By BS Reporter
State-run coal miner Coal India Ltd is heading for a restructuring, with the government on Monday inviting expressions of interest (EoI) from consultants to draw out a plan. The idea is to spin off CIL subsidiaries as independent entities to ramp up production by infusing competition.
“It has been proposed to take up a study for restructuring CIL to assess drawbacks inherent in a monopolistic situation, for improving competition among coal mining companies, for evolving administrative structures to enhance planning capability in companies and improving investment plans,” the coal ministry said in a statement. Consultants have 15 days to submit EoIs and three months to submit the report.

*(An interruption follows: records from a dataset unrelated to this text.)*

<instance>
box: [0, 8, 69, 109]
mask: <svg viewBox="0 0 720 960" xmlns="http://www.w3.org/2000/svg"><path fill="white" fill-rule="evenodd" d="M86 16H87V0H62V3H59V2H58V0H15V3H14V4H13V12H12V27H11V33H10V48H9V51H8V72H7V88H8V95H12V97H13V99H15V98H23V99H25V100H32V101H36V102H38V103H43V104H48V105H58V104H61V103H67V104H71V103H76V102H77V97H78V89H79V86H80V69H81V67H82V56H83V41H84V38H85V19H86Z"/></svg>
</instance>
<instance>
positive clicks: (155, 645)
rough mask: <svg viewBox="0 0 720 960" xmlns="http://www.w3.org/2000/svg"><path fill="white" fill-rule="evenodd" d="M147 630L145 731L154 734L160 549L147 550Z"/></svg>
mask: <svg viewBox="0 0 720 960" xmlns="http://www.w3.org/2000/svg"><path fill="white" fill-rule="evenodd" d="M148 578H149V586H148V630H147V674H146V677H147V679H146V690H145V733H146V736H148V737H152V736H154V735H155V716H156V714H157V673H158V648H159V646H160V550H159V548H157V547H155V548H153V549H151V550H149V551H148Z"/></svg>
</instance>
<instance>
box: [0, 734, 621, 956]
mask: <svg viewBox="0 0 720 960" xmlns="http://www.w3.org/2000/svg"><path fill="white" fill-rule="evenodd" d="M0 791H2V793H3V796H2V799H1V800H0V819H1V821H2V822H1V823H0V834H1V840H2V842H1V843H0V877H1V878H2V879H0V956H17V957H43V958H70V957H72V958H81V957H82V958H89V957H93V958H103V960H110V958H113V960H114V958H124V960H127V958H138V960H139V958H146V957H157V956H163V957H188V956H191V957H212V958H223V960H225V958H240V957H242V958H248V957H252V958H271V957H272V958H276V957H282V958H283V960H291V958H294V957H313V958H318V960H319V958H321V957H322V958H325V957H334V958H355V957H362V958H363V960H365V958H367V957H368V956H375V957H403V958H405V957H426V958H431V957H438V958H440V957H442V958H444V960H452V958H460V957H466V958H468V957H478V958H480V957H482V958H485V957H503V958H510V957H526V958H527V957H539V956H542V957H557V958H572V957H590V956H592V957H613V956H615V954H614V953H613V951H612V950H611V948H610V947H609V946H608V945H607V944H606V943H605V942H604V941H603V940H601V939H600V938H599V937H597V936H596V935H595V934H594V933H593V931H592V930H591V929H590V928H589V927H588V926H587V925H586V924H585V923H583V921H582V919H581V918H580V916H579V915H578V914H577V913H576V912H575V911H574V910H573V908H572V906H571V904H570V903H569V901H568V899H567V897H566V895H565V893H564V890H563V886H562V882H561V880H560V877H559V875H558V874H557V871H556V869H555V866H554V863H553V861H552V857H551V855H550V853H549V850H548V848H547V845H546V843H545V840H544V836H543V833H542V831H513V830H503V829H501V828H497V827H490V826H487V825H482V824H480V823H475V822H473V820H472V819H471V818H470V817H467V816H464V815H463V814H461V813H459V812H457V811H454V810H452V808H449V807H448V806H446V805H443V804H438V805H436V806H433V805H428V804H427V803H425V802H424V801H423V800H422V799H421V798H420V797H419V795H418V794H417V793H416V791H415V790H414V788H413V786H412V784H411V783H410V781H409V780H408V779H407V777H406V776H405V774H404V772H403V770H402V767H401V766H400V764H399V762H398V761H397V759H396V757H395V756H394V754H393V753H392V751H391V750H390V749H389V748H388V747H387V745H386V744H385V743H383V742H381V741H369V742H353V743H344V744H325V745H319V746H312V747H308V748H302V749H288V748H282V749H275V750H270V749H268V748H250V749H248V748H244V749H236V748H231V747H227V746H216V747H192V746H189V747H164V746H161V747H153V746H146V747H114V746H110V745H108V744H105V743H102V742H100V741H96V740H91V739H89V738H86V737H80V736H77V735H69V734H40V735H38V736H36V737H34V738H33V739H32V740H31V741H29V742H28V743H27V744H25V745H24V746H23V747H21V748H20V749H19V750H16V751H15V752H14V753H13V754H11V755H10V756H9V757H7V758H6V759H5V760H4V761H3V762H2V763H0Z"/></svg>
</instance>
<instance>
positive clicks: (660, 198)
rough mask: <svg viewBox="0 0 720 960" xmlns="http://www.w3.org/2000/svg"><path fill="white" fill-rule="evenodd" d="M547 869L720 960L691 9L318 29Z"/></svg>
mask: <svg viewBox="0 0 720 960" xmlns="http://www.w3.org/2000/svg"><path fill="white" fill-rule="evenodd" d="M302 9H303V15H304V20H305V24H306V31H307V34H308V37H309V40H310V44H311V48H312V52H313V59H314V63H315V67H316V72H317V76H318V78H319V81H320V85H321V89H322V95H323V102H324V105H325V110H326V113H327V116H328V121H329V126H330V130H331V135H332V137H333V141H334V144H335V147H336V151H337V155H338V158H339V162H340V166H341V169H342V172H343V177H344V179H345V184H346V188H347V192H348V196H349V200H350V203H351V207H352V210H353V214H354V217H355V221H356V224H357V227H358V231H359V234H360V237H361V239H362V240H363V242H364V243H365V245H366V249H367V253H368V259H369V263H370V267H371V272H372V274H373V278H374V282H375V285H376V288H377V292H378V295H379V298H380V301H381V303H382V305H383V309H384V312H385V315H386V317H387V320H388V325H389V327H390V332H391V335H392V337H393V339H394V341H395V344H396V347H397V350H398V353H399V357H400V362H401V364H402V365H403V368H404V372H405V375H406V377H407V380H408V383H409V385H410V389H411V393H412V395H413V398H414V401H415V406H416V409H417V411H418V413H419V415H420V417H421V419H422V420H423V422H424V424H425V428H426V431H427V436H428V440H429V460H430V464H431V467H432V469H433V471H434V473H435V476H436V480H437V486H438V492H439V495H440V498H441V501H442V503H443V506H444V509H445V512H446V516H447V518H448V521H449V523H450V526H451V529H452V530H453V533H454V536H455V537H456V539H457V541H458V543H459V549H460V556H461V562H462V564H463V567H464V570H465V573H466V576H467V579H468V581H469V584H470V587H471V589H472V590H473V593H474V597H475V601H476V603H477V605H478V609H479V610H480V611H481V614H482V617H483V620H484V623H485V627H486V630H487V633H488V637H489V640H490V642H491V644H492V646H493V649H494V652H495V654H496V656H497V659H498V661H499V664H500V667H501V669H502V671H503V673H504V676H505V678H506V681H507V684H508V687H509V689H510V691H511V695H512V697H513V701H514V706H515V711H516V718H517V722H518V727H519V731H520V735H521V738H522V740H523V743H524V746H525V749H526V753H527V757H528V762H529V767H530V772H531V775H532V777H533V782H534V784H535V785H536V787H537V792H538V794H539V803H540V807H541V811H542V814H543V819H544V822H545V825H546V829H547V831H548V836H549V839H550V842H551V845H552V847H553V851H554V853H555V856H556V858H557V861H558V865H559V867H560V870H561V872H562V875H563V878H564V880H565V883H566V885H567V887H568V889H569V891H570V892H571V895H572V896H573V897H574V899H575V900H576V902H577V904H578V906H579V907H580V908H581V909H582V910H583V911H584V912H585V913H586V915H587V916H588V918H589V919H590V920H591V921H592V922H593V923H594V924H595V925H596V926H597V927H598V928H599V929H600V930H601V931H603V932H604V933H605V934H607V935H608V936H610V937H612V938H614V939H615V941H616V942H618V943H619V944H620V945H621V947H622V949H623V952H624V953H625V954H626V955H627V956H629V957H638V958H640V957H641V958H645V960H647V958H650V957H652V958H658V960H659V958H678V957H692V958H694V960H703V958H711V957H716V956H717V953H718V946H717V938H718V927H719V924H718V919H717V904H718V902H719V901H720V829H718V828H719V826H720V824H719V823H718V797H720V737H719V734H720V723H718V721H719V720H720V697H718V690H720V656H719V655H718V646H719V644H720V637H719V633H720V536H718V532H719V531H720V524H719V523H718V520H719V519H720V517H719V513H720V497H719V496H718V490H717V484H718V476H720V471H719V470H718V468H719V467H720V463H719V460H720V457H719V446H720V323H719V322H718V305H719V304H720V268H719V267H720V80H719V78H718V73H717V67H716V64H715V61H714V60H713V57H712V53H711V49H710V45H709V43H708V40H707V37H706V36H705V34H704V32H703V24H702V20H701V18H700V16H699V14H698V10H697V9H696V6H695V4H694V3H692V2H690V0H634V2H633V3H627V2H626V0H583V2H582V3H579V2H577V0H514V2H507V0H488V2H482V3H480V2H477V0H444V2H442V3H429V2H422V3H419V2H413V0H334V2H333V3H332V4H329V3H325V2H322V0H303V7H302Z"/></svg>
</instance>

Restructuring of CIL was originally proposed by the T L Shakar committee on coal sector reforms that submitted its recommendations in 2007. The panel had suggested staying away from any major legal or administrative restructuring of the coal behemoth. It had, however, recommended making changes at the board level by making the chairman and managing director (CMD) of CIL the chairman of the boards of all subsidiaries. The idea was to hold the CIL CMD accountable for the performance of subsidiaries.
The Shankar committee had asked the government to go for the restructuring in the 12th Plan period (2012-17). The government had accepted the recommendation. Accordingly, the 12th Plan document pitches for spinning off the CIL subsidiaries as separate public sector companies, “encouraged to develop their own strategies of coal development, including joint venture activities and acquisition of assets abroad”.
Coal India was formed in 1975 as part of the effort to nationalise the coal sector by enacting the Coal Mines Nationalisation (CMN) Act. Four coal production subsidiaries were set up, based on location of coal reserves across India, in addition to a technical exploration arm, Central Mine Planning and Design Institute of India Ltd. Later, three more production subsidiaries were added.
CIL alone accounts for over 82 per cent of India’s 532 million tonne (mt) coal production. The miner produced 435 mt coal last financial year. This was a marginal--less than two per cent – increase compared to the previous year. The company’s output has remained stagnant over the past two years owing to capacity constraints and delays in clearances for new mines. The lag in production is likely to force costly imports to jump from the current 90 mt annually to 200 mt by 2017.
CIL’s monopoly has often come in for criticism by customers, largely power companies, which blame the miner for abuse of its monopoly in production to dictate prices. CIL denies the allegation.